Polyphosphates (PPs) can be considered as inorganic fragments included in the HA macromolecular chains. According to modern concepts, inorganic PPs are a source of phosphate in the process of bone mineralization. PPs can also be used in regenerative medicine. Firstly, they have shown morphogenetic activity, i.e., take part in cell differentiation through gene induction; secondly, they act as an accumulator and energy donor in the intercellular space. In addition, adenosine diphosphate and adenosine triphosphate (ADP/ATP) are formed from PPs under the combined action of alkaline phosphatase and adenylate kinase.
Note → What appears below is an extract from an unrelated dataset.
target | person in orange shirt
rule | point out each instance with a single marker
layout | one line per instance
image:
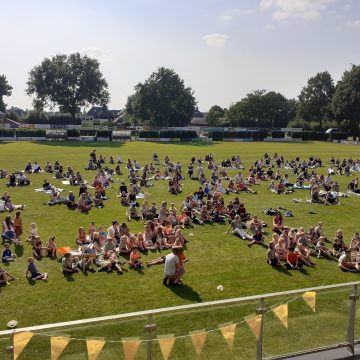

For example, inorganic PPs added externally to mammalian cells lead to a 3-fold increase in ATP [4].

4. Conclusions

HMW and LMW HA phosphorylated derivatives with a high content of phosphate residues were first obtained by solid-phase reaction with P₂O₅. One feature of the phosphorylation process was formation of disubstituted mono-, di-, and polyphosphates in the structure of HA macromolecules.